Mascarpone Cheese

6 0 0
                                        

"On a serious note, kalau kamu balik ke masa lalu dengan ingatan sekarang, kamu mau ngapain?"
"Menangis, kayaknya." jawab Jane enteng.
"Kenapa?"
"Karena sebagai yang paling tahu masa depan, keputusan yang kuambil akan jadi lebih berat. Kematian Bibi Hani misalnya, aku harus apa? Mencegahnya atau tidak? Menentang takdir atau kebingungan?"
"You've got a point, sis."
Jane tertawa kecil, dia kembali ke kegiatannya sejak tadi: menghancurkan keju maskarpon. Sejak datang ke dapur modern kami, aku tak henti-henti merasa ngeri. Kompor listriknya yang tidak kupahami cara kerjanya. Oven super besar tepat di bawah kompor. Tanaman sulur di dapur. Demi Tuhan siapa yang menanam ruang terbuka hijau di dapur? Ya, dapur kami besar sih.

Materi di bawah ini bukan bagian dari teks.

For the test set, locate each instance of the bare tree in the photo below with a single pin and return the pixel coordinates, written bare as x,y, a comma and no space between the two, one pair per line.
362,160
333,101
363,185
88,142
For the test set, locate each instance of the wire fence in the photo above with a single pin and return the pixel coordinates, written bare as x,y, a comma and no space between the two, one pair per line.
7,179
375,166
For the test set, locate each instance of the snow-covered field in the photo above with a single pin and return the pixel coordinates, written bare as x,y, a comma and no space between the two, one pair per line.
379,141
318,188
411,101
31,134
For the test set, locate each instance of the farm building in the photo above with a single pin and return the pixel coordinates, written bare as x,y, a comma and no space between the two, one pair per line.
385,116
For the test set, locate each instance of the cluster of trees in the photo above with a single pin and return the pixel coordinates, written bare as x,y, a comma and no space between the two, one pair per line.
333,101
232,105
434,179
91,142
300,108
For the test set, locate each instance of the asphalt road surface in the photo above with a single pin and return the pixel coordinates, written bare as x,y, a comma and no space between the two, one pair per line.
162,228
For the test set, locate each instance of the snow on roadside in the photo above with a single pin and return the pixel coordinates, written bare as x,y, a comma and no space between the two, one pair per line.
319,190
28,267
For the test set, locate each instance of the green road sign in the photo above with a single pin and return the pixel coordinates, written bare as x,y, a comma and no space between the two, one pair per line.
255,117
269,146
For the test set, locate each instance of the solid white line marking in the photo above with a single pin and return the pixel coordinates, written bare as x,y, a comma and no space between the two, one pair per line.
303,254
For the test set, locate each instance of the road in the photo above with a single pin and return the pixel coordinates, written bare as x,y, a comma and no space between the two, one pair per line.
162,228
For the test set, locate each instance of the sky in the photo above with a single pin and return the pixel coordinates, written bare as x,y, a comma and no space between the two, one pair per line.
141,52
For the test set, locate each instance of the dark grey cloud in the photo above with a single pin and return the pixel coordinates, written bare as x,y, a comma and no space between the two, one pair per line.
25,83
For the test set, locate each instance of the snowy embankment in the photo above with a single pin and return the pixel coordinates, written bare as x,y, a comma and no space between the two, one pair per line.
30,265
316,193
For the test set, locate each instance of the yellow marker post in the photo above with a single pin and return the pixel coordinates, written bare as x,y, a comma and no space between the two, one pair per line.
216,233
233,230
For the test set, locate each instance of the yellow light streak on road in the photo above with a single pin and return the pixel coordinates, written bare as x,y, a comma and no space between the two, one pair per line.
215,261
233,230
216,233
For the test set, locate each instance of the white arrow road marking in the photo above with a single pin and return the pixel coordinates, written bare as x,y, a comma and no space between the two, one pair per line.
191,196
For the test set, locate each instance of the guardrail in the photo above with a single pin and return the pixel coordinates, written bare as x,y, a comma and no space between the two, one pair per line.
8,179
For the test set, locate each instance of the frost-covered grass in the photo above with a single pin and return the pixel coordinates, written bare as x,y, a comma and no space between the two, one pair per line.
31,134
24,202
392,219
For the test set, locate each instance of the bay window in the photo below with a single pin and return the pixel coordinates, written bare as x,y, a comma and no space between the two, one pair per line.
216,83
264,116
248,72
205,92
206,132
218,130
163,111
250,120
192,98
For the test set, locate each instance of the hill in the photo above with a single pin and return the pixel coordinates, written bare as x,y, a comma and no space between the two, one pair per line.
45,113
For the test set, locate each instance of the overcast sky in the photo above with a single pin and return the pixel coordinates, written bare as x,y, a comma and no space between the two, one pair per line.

Jane menahanku dari kegiatan rebahan untuk mencicipi kue buatannya. Rasanya enak, tapi aku rasa keenakan itu 80% disumbangkan oleh bahan-bahan mahal yang dia pakai. Soalnya, bentuk kue Jane masih mirip sarapan neraka. Dia belum jago.
Dalam urusan memasak, orang kaya lebih diuntungkan. Selalu ada ruang untuk tumbuh bagi semua orang, tapi modal untuk trial and error tidak bisa ditemukan di rumah orang miskin. Ibuku selalu bilang dia tidak pandai membuat kue (ini sebabnya Idul Fitri kami hanya dimeriahkan tumis). Aku berkali-kali bilang bahwa kuenya hanya gagal karena dia baru mencoba satu-dua kali dalam memasaknya. Jika punya lebih banyak bahan  Ibu bisa latihan lebih sering dan jadi jago. Tapi, Ibu memilih menanamkan titel "Gagal" di dahinya. Inilah salah satu alasan aku ingin cepat kerja dan kaya: supaya bisa memberi banyak kesempatan kepada keluargaku. Sigh.
"Kakak kenapa sih dari kemarin? Murung, tidak berenergi, kelihatan kayak orang yang diberi beban pemberat di tangan dan kaki."
"Selamat Jane, kau berhasil merangkum faset depresi di DSM-V dengan tepat."
Jane mengancamku dengan siduk maskarponnya, "Jangan bercanda soal DSM-V."
Ah, adikku yang berpengetahuan, ternyata tahu trivia yang kusukai meski pindah alam semesta.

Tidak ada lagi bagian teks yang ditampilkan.